For years, BitTorrent’s software was used by Web surfers to assimilate illegal copies of movies and other content on their computers. As a result, BitTorrent was scorned by Hollywood’s major studios which believed it facilitated online piracy.
But in November 2005, BitTorrent agreed with the Motion Picture Association of America, which represents Hollywood’s major studios in government matters, to help stem illegal copying by removing from its site links to pirated copies.
The deal brought it into the group of companies helping to promote legal downloads. In May last year, Warner Bros. agreed to sell movies and TV shows using the BitTorrent software, and Monday’s announcement is the culmination of months of planning by BitTorrent to enter the market for legal downloads.
Navin said the BEN would offer a simple pricing structure of $3.99 per movie for new releases and $2.99 for older titles. TV shows would be sold for $1.99. If community users want to self-publish, that would be free.
BEN can be a formidable competitor by virtue of the fact it already has a base of 135 million clients that use its software. Moreover, the BitTorrent software is popular because it is fast, and one key issue for download services has been the slow times for downloads of some content.
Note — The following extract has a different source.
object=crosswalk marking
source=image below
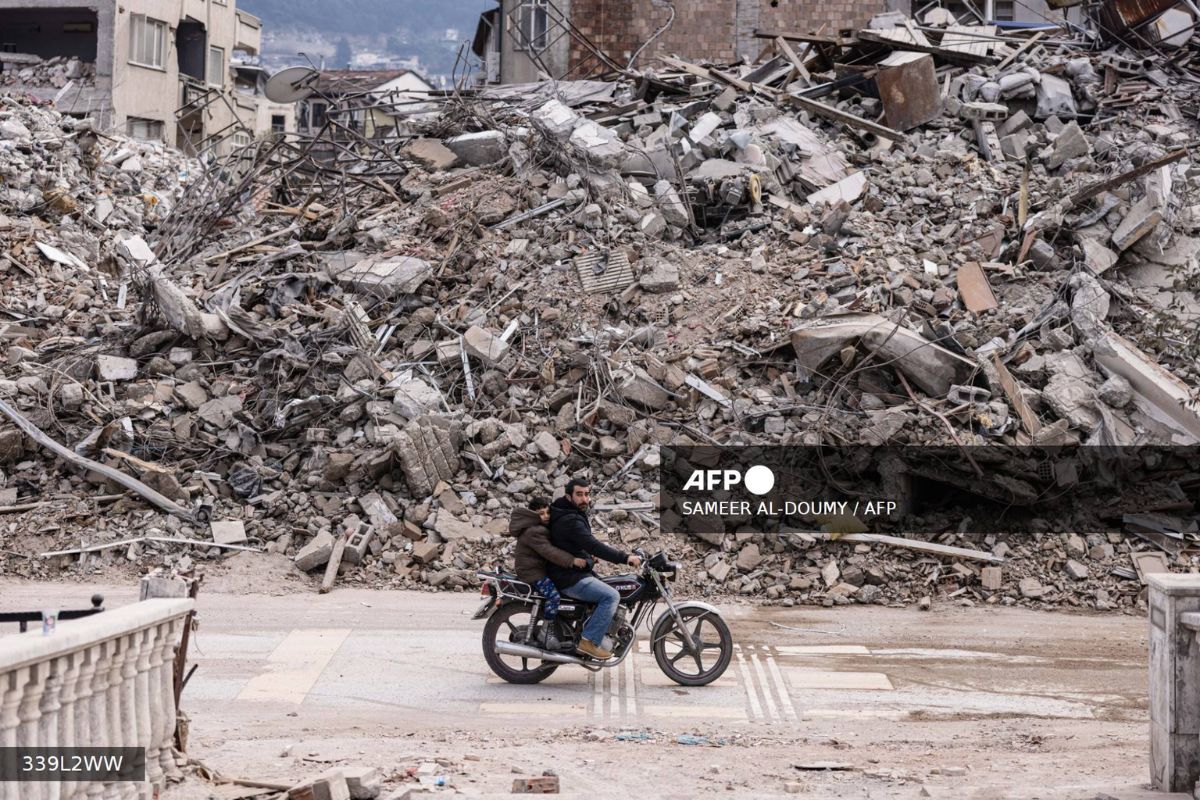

“We have the largest community in the world actually using the software,” Navin said.
Still, the market for downloads is still developing and, for the most part, is confined to users who will watch movies on computers and laptops.
The market size is expected to grow, however, as more and more services link the Internet to home television sets, which is one reason why so many big companies are rushing into the download arena.